Kicking Ass and Failing Miserably at the Same Time

I am seriously kicking ass at work! Everyone is thrilled and impressed. I’ve even managed to impress the impossible.

Why is it so hard to kick ass in every aspect of ones life?

It’s great that I feel like I’m actually succeeding at work. I feel like I belong there and I’m doing things I love, working with amazing people, and actually enjoy going to work (most days).

But at home, I feel like I’m failing miserably as a mom. This is where I’m always hardest on myself I realize, but lately I feel like I’m doing less than my usual mediocre job. Nothing in particular has happened to suddenly make me feel this way. Perhaps it’s the lack of sleep which results in a lack of patience.

I picked Jax up from his Cub Scout meeting this afternoon and I seemed to be one of the last parents to arrive. I have a sneaking suspicion that many of the moms had stayed for the entire Den Meeting…mostly due to the compliments I received on the cupcakes I had sent in. Yes, the cupcakes were homemade and yes they were decorated as baseballs to go with the sports theme of the party. But sending in baked goods doesn’t make me feel any better about not being able to actually be present.

I am struggling with finding summer child care. I’m facing the difficult choice of putting Jax in summer school. I’m feeling like as much as I love my new hometown, I really can’t do the whole parenting thing alone up here. It’s funny how you never realize how much you depend on others until they’re no longer around…another reason I do my best not to depend on others.

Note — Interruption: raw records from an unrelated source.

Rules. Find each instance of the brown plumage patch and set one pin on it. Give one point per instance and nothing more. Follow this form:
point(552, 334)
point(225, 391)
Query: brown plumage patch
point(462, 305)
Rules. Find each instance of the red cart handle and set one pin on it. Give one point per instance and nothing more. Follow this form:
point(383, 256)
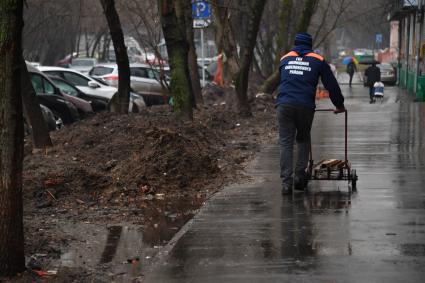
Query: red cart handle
point(346, 132)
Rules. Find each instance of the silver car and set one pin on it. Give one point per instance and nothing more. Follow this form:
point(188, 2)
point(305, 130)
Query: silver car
point(91, 87)
point(144, 80)
point(83, 65)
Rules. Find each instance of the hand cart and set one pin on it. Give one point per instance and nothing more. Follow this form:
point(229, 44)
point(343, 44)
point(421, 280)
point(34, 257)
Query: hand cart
point(334, 169)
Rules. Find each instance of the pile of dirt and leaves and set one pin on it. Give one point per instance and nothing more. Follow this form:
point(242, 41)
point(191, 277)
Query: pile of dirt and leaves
point(148, 169)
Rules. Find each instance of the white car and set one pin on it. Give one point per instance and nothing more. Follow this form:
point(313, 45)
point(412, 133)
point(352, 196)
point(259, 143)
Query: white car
point(144, 80)
point(90, 86)
point(83, 65)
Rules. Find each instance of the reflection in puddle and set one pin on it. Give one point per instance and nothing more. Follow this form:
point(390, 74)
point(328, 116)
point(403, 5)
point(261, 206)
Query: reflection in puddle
point(333, 200)
point(115, 244)
point(413, 249)
point(112, 242)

Does Jax tell me he hates me on a regular basis? No

Does he complain that I’m not in the classroom like the other moms? Sometimes, but rarely

No, he tells me that I’m his favorite mom…and his second and third favorite too. He tells me what a great mom I am. This should make me feel like I’m doing a good job, maybe not a great job, but that I am doing ok. It doesn’t, it makes me feel even worse about the ways I’m failing him as a mom.

Now I finally understand why to this day my mom still beats herself up over mistakes she made when we were growing up.

So if it’s possible to fail in every aspect of your life at the same time, why can’t we kick ass in every aspect of life at the same time?